During the AMA on the PC Gaming sub, some users pointed out that it looked as if PC Gamer was part of a collective narrative with other websites in targeting Hotline Miami 2 as perpetuating rape culture. Users listed articles from Kotaku, Engadget, Polygon, Forbes and Rock, Paper, Shotgun — most of whom had members on the GameJournoPros secret e-mail list [Full disclosure: I was also on the list] — and said that it looked like a coordinated and concerted effort from large media outlets to push a narrative against the game.
Chris Thurston responded saying that all of the articles that come out back-to-back about certain topics is “not a conspiracy” and that a lot of people in certain fields simply agree with one another. Reddit users quickly shot back that it sometimes is a conspiracy and that groups like the GameJournoPros exist, to which Thurston responds…
“I’m aware of the GameJournoPros chat channel but I do think you’re vastly overstating what it represents. Professionals in every field maintain relationships with one another, and it’s not uncommon for people to keep in touch via Google groups, Slack channels, and so on. I used to work in web design before I became a writer. It was as true for that industry as this one.
“Journalists discussing the right way to handle sensitive material is not compromising in and of itself, nor is it a conspiracy or ‘collusion’. In fact, it’s good practice: writers in every field often refer to peers and common resources in order to guard against personal error and bias.”
PC Gamer had some of its staff on the GameJournoPros, so it would make sense why Thurston defended it. However, Thurston is being dishonest about the use of the list by some of its members. He claims that it’s not a “conspiracy” or “collusion” but they did collude to help give certain people a platform, not on merit but because – in the case of Jenn Frank – she “was a friend”. It was outlined in a piece we published back on March 18th, 2016, which contains the e-mails of the discussion.

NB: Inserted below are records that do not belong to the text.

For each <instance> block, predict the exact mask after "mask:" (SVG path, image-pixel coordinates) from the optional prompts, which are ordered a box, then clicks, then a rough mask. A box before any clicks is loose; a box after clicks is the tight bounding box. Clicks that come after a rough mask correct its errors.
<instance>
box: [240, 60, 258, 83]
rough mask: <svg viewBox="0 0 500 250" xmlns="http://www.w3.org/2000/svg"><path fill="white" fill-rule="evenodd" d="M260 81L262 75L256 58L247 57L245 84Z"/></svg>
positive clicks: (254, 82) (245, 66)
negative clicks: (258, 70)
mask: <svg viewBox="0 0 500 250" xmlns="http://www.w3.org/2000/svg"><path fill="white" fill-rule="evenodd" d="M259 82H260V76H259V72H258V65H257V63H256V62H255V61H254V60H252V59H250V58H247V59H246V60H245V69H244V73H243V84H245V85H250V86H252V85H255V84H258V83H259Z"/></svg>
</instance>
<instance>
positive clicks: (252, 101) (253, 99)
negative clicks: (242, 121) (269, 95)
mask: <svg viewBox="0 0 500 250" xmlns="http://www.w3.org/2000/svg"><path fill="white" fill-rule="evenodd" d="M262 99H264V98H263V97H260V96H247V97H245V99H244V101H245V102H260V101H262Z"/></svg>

Also, in the case of Allistair Pinsof, a former journalist who worked at Destructoid, the GameJournoPros did confer with one another about what to do with him when they felt he crossed a line in regards to reporting on a fraudulent IndieGoGo scam that included outing someone as transgender. The discussions saw various editors and managers from other outlets backing Ars Technica’s Kyle Orland in his proposal, which was to tell Destructoid owner Niero Gonzalez that “He’s gotta go.”
The Destructoid incident didn’t end there, and involved a blanketed blacklisting attempt to make sure that Pinsof no longer worked as a journalist in the gaming industry. The entire thing is outlined in the “Blacklisting” section of Deep Freeze’s profile on GamesJournoPros.
That wasn’t the only blacklisting that took place, though. Another blacklisting attempt was outlined for an indie developer who got into an argument with the IGDA over women’s treatment in gaming, along with a blacklisting attempt against industry professional Kevin Dent by former Kotaku and Giant Bomb journalist Patrick Klepek, also outlined on Deep Freeze.
Thurston sidesteps the people who brought up these issues in the AMA, but tries to reinterpret statements from users who stated that games journalists have resolved to “lies and misinformation” to push across their own social and political agendas, writing…
“I think the key issue here is revealed when you say ‘lies and misinformation’. If you truly believe that issues of gender or identity politics are groundless lies, then of course you’re going to think it’s a grand conspiracy when a whole lot of different people believe in it and write about those beliefs. Consider applying Occam’s Razor to this one: what’s more likely? That hundreds of different people from different walks of life have all coordinated a conspiracy to mislead you with a lie, or that they happen to naturally agree with one another about something that you, personally, do not agree with?”
Actually, there were threads in the GameJournoPros list where they actually went out of their way to ignore the facts to push their own sociopolitical agenda about #GamerGate during the 2014 blow-up.
What’s more is that Ben Kuchera, from Polygon, even bullied then editor-in-chief from The Escapist into closing down the #GamerGate discussion thread on the forums in order to protect his “friend” Zoe Quinn. This was outlined in leaked e-mails that was published over on Breitbart.
Also, recently the “gender politics” discussion was front and center for the indie Early Access game RimWorld when a Rock, Paper, Shotgun journalist lied about the game and created a big media backlash in the gaming community over misinforming and misrepresenting the game regarding an unfinished feature in the game.
Thurston attempting to cover up these blatant displays of misfeasance was called out by the Reddit gaming community who said that they saw through the lies.
Never once in the thread do they make any attempt to condemn the blacklistings, the defamation leveled at developers that were borne of misinformation, or dragging developers through the mud for not holding the correct political standards, which is what happened recently when the media tried harassing Palmer Luckey and his girlfriend over not supporting Hillary Clinton.